# Does anybody know



## Daniel Thomas (Feb 6, 2018)

Does anybody know were I can get a seeing stone replica


----------



## Elthir (Feb 7, 2018)

Some garden shops sell coloured glass globes... maybe get a blue one and imagine it's a seeing stone looking at a fair sky somewhere.

I apologize.

I have no idea if anyone makes these, but if they went with actual stone then I'm thinking the shipping charges would be high.

I'm sorry (again).

By the way, looking at this scene, do you _have_ to do this with "evil claw-hand"?

Again, forgive me.


----------



## Daniel Thomas (Feb 7, 2018)

Galin said:


> Some garden shops sell coloured glass globes... maybe get a blue one and imagine it's a seeing stone looking at a fair sky somewhere.
> 
> I apologize.
> 
> ...


what do you mean evil claw-hand


----------



## CirdanLinweilin (Feb 7, 2018)

Daniel Thomas said:


> what do you mean evil claw-hand



He's referring to Saruman's hand and how it is reaching out like a claw.

CL


----------



## Elthir (Feb 7, 2018)

Yep. Thank you CL (if I may call you that).

And I didn't mean you, Daniel... I meant "you" as in anyone doing what Christopher Lee is doing in that picture.


----------



## Squint-eyed Southerner (Apr 18, 2018)

Anyone remember this?




No politics intended, I just found it funny!

(But if it is considered out of bounds, I'll happily delete it. As a new member here, I'm still feeling my way around, and can't seem to find a posting of forum rules.

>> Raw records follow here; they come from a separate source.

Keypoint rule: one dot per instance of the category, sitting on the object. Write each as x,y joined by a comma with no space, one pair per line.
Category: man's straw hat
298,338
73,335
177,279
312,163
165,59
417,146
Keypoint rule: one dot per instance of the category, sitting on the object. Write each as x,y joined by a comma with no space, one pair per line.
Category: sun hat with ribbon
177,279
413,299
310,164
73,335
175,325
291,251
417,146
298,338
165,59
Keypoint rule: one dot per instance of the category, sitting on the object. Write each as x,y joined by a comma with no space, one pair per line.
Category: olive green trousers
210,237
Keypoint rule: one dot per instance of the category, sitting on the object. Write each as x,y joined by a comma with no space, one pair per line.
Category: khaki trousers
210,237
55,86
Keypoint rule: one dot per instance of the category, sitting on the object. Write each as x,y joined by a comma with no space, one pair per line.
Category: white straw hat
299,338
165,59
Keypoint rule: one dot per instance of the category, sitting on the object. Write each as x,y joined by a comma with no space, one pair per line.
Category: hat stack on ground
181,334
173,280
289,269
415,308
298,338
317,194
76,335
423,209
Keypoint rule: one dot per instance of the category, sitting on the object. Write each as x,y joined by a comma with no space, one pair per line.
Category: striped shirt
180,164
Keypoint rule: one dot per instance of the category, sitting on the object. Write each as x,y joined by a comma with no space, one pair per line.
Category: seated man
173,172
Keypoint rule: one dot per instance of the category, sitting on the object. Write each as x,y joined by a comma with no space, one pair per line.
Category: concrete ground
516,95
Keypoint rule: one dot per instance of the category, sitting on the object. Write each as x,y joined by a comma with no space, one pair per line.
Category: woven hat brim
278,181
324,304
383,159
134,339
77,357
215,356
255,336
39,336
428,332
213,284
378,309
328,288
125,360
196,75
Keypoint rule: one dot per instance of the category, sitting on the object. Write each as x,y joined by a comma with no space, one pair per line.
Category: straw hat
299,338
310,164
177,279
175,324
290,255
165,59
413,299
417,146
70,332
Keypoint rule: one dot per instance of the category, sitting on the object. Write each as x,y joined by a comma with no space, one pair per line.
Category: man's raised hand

If someone can direct me to them, I'd be grateful.)


----------



## CirdanLinweilin (Apr 18, 2018)

Squint-eyed Southerner said:


> Anyone remember this?
> 
> 
> View attachment 5457
> ...





Squint-eyed Southerner said:


> Anyone remember this?
> 
> 
> View attachment 5457
> ...



Those Maiar get around don't they? 

Sneaky Saruman, he sneaks and sneaks and plots his plotses. 

For real though, main rules: No Politics and Religion. No foul language either. Those are the main ones I remember!

CL


----------



## Squint-eyed Southerner (Apr 18, 2018)

OK, thanks.

Hmm, to the original question, I wonder if the Saudis are selling "souvenir" copies of that globe?


----------



## CirdanLinweilin (Apr 18, 2018)

Squint-eyed Southerner said:


> OK, thanks.
> 
> Hmm, to the original question, I wonder if the Saudis are selling "souvenir" copies of that globe?



I'm highly sure no strange magics are present, and the price could be reasonable, just let someone know when you start hearing voices.


CL


----------